Ingrid et Henry se sont mariés en 1974. A cette occasion, mes parents ont quitté la France pour la première et dernière fois de leur vie. C'était leur premier vrai voyage, car hormis une excursion à Paris et une autre pour visiter les châteaux de la Loire, ils n'avaient jamais bougé de chez eux, si on excepte bien entendu les deux années de guerre que papa avait faites en 1917-1918. Qui plus est, ils sont venus en avion… Eric et Jeanne sont restés à la ferme, regrettant bien de ne pas être présents pour le mariage de leur unique nièce, mais enfin, ils ne pouvaient pas laisser les bêtes sans soins… Les GAEC, cela n'existait pas encore à l'époque…
C'était tout un événement pour mes parents de faire ce voyage, mais je peux vous assurer qu'ils en étaient très heureux. Ils ont ainsi pu découvrir, de visu et pas seulement en photos, mon cadre de vie depuis près de trente ans et visiter un peu l'Ecosse. Nous avions organisé un petit parcours pour eux, pas trop fatigant. Les parents d'Henry sont originaires des alentours de Stirling, une très jolie petite ville située entre Edimbourg et Glasgow. Le mariage a eu lieu à Fort William. C'était une belle journée, très émouvante aussi pour Steven et moi, pour papa et maman, mais aussi pour Donan et Finella. Toute la famille était rassemblée pour l'occasion, comme nous l'avions fait pour John l'année précédente. Ce fut une noce "à l'écossaise", avec un grand repas et de la musique. Et, bien entendu, Henry a eu droit à sa bouteille de gniole… Papa lui a précisé, d'une manière assez comique car Henry ne parlait vraiment pas bien français à l'époque, qu'il s'agissait d'une bouteille qui avait échappé aux Allemands.
**
Henry et Ingrid se sont installés à Glasgow, ils y avaient tous les deux trouvé du travail. Ils vivaient dans une petite maison d'un des quartiers populaires de la ville. A cette époque, Glasgow était une ville grise et triste, souvent noyée dans la brume qui montait de la Clyde.

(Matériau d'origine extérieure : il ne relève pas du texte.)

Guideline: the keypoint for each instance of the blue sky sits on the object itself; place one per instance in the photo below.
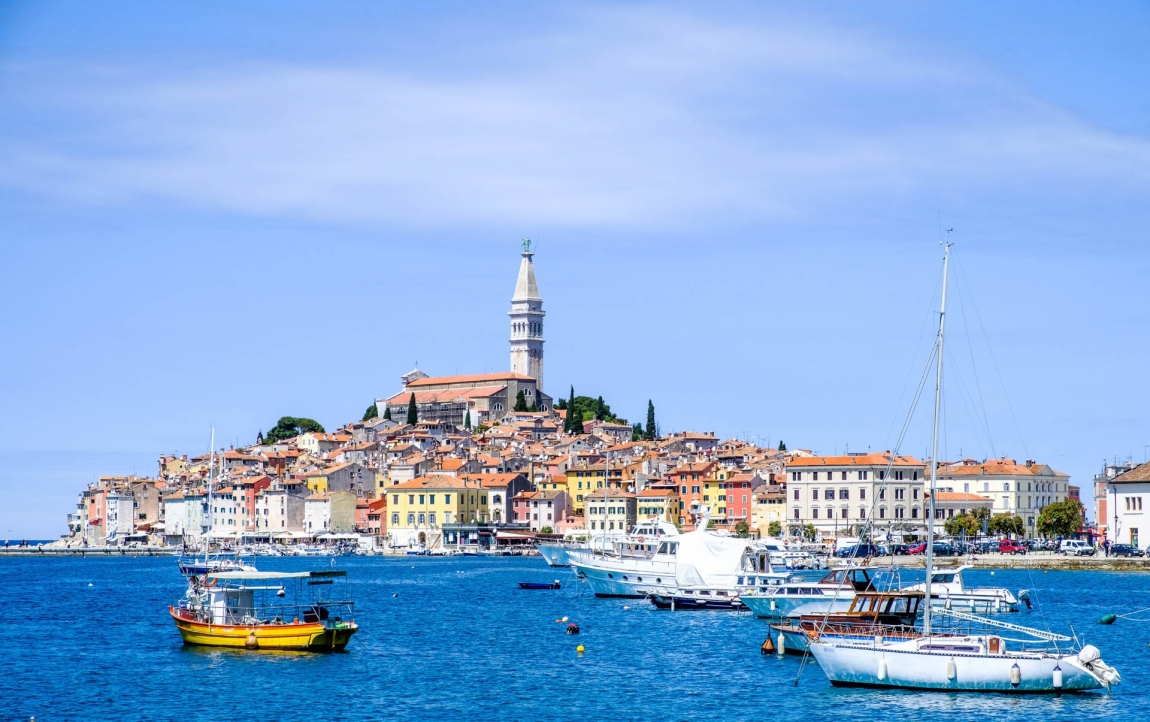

C'était une ville populaire, ouvrière. Les chantiers navals faisaient vivre une grande partie de la population. Les années de casse sociale et la politique ultralibérale de Margaret Thatcher n'étaient pas encore passées par là. Le réveil indépendantiste n'avait pas encore eu lieu, même si, même pour moi qui suis étrangère, on pouvait sentir l'attachement des Ecossais à leur culture, leur pays. La "nation" écossaise demeurait vivante, malgré les liens avec l'Angleterre, la politique menée par Londres et le peu de décisions pouvant être prises localement pour ce qui concernait la vie quotidienne des Ecossais. C'était ainsi que l'argent issu de la manne pétrolière échappait en grande partie à l'Ecosse et l'armée se comportait aussi en terrain conquis, installant une base navale nucléaire sans que la population puisse émettre un avis à ce sujet. Mais ce fut au cours de ces années-là que la conscience politique écossaise se réveilla, un peu comme en France où les mouvements régionalistes avaient commencé à faire entendre leurs voix. Ce fut en 1979 qu'eut lieu le premier référendum sur l'indépendance, avec le projet de création d'un parlement autonome. Malheureusement, il n'y eut qu'une faible participation et le vote ne fut pas validé. Mais ce n'était que partie remise… Vingt ans plus tard, la création du Parlement était adoptée. Quant à l'indépendance... elle viendra, un jour.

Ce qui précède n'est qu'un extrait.